Вторник, 19 января. Вечер

ГДР, Пенемюнде, Дюненштрассе

Забулькал вызов программы «Визант», и я поспешно кликнул, подключаясь. Во весь экран круглилась чья-то грудь, правда, укрытая «олимпийкой».

— Миша! — вызвенел приятный голос. — Прием, прием!

— Наташ, — заулыбался я, — ты не совсем в фокусе.

Засмеявшись, Талия отодвинулась, вмещаясь в диагональ монитора.

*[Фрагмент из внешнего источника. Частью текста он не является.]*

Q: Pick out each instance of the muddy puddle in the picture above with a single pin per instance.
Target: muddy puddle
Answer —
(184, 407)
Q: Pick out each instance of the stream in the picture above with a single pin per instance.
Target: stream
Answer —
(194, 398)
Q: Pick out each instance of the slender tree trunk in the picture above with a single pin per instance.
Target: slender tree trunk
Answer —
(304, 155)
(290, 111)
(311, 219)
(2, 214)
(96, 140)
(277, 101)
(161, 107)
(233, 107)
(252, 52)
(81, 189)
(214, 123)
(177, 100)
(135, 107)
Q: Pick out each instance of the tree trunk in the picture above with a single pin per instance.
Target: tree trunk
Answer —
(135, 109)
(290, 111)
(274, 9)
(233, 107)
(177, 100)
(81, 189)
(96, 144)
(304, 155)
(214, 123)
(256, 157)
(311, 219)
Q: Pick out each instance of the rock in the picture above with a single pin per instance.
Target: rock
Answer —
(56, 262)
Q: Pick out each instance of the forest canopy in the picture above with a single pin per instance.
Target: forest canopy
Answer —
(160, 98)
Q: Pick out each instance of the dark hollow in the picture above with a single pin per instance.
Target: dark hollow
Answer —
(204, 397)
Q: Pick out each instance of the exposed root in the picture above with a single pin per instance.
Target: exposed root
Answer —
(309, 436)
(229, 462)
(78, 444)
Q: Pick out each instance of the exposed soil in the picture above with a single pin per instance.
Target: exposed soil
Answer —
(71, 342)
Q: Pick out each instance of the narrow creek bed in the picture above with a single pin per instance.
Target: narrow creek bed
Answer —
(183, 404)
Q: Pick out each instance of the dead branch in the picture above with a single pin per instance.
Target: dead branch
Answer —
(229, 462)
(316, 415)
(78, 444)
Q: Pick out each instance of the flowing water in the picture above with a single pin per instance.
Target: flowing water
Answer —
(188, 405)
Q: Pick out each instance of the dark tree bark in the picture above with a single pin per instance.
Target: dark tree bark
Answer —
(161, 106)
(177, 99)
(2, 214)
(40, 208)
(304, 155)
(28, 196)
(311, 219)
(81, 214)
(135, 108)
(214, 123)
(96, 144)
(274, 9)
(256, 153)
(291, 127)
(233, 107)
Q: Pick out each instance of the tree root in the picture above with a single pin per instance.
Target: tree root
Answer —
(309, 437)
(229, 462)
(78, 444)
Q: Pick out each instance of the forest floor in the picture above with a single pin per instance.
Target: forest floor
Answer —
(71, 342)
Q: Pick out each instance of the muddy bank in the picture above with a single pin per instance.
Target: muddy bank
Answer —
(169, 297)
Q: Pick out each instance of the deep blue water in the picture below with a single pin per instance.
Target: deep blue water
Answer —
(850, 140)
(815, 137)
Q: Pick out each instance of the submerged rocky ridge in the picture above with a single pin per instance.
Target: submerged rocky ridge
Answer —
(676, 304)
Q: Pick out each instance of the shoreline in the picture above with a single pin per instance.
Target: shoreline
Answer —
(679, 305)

— Так видно? А где Леечка?

— Лея! — крикнул я. — Тебя мама зовет!

Наверху ойкнули, и затопали по лестнице. Секунду спустя радостный вопль огласил эфир:

— Мамочка, привет!

— Привет, моя лапочка!

— Мам, а ты где?

— В Малаховке, на даче.

— Юлька с тобой?

— Нет, Юля на сессии, сдает! — синий взгляд посветлел. — Говорит, ректор сначала отговаривал, а как узнал, что она на физфак МГУ собралась, сразу заявление подписал — сам, вроде бы, тоже его оканчивал!

— Ну, и славно, — заворчал я. — А Рита в Звездном?

— Ага! Они там с Инной. По матчасти сдают…

— Всё с вами ясно. Докторскую пишешь?

— Урывками! — вздохнула Наташа. — Знаешь, какая тема? «Интуиция в системах искусственного интеллекта»!

— Ого!

— Да-а! — жалобно затянула Талия. — А мне, чтобы вывести теорию интуиции хотя бы тезисно, надо и квантовую механику учить с нуля, и даже основы ассиметричной теории относительности Колмогорова!

— Тяжело-о! — сказал я тоном Гюльчатай.